FORMER police commissioner Gary Griffith said he felt vindicated in seeking legal action to stop the Prime Minister from laying the executive summary of the FUL committee's report in the Parliament.
"I feel vindicated that my actions of going to court to get an injunction to restrain the Prime Minister from publishing the FUL report in Parliament, because of the breach of my natural justice rights, as well as concerns I have with the constitutionality of the report itself, are right and just." Griffith said in a press release issued shortly after the Appeal Court's ruling.
Griffith said he initiated court action as he recognised that Parliament affords sitting MPs an opportunity "to share untruths without legal consequences." He said he also took actuon because as the then head of the TTPS, during the time the audit focused on, rules of natural justice were breached, as Griffith never met with anyone.
"Today, they lost the appeal and although amendments were made to the injunction, the facts are the injunction stands and they will have to pay costs to me as a result," Griffith said.
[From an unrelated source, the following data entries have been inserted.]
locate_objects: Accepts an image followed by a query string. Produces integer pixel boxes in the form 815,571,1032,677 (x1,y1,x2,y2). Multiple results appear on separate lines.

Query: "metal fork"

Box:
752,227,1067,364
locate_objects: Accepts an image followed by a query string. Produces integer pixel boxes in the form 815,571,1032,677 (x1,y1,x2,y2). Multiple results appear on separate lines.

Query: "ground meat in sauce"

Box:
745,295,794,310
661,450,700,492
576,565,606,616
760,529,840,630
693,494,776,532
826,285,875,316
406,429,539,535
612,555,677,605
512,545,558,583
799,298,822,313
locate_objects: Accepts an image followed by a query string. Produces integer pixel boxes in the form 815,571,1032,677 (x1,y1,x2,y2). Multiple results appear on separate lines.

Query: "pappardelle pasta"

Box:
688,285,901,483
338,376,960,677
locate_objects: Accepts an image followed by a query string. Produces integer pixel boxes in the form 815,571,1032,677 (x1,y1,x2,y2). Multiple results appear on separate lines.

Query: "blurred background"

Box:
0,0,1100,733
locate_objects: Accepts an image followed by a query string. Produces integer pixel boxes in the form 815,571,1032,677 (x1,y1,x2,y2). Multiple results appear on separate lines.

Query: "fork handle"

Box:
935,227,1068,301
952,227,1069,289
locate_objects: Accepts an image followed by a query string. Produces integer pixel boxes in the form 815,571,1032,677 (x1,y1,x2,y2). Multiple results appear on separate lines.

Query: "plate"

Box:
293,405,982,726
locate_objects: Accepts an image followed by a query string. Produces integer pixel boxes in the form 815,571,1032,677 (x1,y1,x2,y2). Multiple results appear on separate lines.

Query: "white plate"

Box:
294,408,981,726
"Amazingly, in a desperate attempt to save face, the Attorney General’s release on the matter alludes to they getting what they wanted, but this is surely a ludicrous statement, since if they got what they wanted, they wouldn’t have to pay costs," he said.
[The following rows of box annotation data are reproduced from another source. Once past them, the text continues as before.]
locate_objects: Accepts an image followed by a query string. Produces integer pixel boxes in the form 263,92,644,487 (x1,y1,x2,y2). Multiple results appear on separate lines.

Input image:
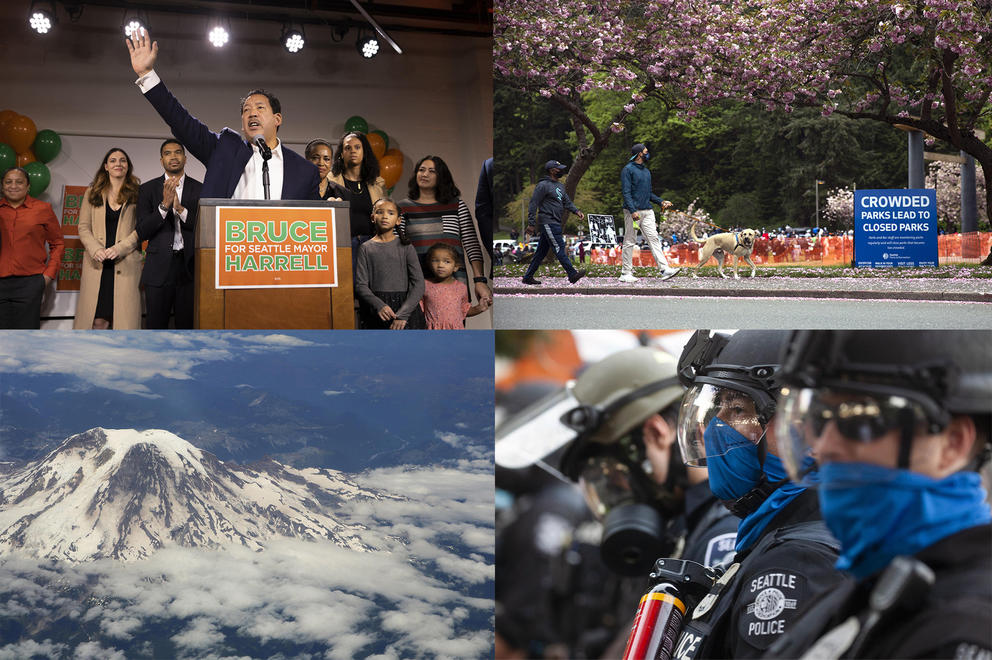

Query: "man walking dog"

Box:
523,160,586,284
620,143,679,282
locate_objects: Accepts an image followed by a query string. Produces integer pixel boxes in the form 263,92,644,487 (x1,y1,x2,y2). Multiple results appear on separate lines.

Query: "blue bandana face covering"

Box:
819,463,992,579
703,417,762,500
703,417,815,551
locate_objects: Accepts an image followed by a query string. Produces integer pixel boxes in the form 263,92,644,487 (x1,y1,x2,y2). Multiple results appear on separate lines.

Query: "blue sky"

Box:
0,332,493,470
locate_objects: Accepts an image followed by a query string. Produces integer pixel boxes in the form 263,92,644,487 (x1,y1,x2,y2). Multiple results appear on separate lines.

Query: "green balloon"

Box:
344,115,369,133
34,128,62,163
0,142,17,172
372,128,389,149
24,161,52,197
He also accused AG Reginald Armour, SC, of trying to spin the ruling by claiming it was also the PM's intention for people potentially affected by the report "to be heard."
"This they say, despite the facts being that after the PM received the completed report, he then handed it over to the Police Service Commission and the Ag Commissioner of Police, without my input. So logically, the plan was to lay it in Parliament without my input, hence why their appeal failed, and why they have to pay costs."
Griffith said he saw no value in laying the report in Parliament as there is no substance to aid national security, "because if the audit had recommendations and policy change was needed, then it could have been done right there in the office of the Commissioner of Police or in Cabinet."
He said if there was a law that needed to be amended, then a draft could have been sent to Parliament to enact changes, "and this too does not require the report to be laid in Parliament." In other words, he said, other motives were afoot.